Monday 30 December 2019

Movie Review: Pineapple Express (2008)


A stoner buddy comedy, Pineapple Express is an uneven effort, with lightweight comedy, vulgarity and over-the-top bloody action uncomfortably rubbing shoulders.

Stoner Dale Denton (Seth Rogen) has a job serving court-issued subpoenas, but spends his time smoking pot he buys from dealer Saul Silver (James Franco) and hovering around his much younger girlfriend Angie (Amber Heard), who is still in high school. Dale witnesses a murder at the home of Ted Jones (Gary Cole), the master supplier of drugs in the area. Complicating matters is corrupt police officer Carol Brazier (Rosie Perez), who is on Ted's payroll.

Hitmen Budlofsky (Kevin Corrigan) and Matheson (Craig Robinson) are soon attempting to eliminate Dale and Saul. They seek refuge with drug dealer Red (Danny McBride), but he gets his supply from Ted, and so has divided loyalties. Dale and Saul have to save their lives and their friendship while finding a way to stop Ted's evil plot.

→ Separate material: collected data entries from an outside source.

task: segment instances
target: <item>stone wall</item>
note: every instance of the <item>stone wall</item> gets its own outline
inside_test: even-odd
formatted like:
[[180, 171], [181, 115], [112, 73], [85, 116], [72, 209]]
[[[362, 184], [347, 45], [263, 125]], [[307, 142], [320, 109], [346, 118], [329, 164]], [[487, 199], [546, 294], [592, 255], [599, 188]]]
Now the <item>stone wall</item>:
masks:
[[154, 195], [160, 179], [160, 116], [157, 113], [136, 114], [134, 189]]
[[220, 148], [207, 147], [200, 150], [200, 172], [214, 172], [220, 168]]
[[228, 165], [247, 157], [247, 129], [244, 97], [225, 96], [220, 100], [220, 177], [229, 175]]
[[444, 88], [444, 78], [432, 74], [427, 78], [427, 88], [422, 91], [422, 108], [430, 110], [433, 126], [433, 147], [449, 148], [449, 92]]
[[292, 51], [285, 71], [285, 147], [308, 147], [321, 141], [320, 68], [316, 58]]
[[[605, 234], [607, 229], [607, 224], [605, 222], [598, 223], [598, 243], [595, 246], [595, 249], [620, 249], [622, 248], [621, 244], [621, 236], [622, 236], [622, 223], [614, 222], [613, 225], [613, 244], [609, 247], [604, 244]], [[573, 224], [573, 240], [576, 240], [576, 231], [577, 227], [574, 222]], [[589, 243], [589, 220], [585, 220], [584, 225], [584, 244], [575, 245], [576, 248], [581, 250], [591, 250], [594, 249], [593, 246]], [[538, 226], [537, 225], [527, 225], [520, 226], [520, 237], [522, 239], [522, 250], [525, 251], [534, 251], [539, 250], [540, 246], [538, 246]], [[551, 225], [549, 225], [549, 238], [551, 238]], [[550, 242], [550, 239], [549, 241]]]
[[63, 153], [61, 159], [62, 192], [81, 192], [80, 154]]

Pineapple Express opens with a black and white prelude set in 1937 at a secret facility, featuring the US military trialing a marijuana joint on a test subject and concluding pot should absolutely be illegal.

The rest of the film is a humorous call to decriminalization, the screenplay by Rogen and Evan Goldberg portraying pot users and dealers as laidback and harmless bros. Meanwhile the criminal underworld profits, the supply controlled by evildoers like Ted Jones who is not only corrupting enforcement officers but also engaged in a violent turf battle with a heavily armed asian gang.

Beyond its basic message Pineapple Express is stuck in a field of mediocrity. The plot is a bedraggled affair mainly serving to stitch together outlandish low-brow humour. Many scenes drag on well beyond what is necessary, director David Gordon Green prolonging the flimsy film to 112 minutes. The final gunfight battle is particularly endless, and earlier Dale's first visit to Saul's apartment also overstays its welcome, with a lot of their dialogue carrying the whiff of improv.

The better sequences feature a three-way brawl at Red's apartment, a most awkward intrusion onto a family dinner at girlfriend Angie's house, and a not-bad manic car chase.

Pineapple Express serves up a few sweet laughs, but has trouble cutting through all the surface roughness.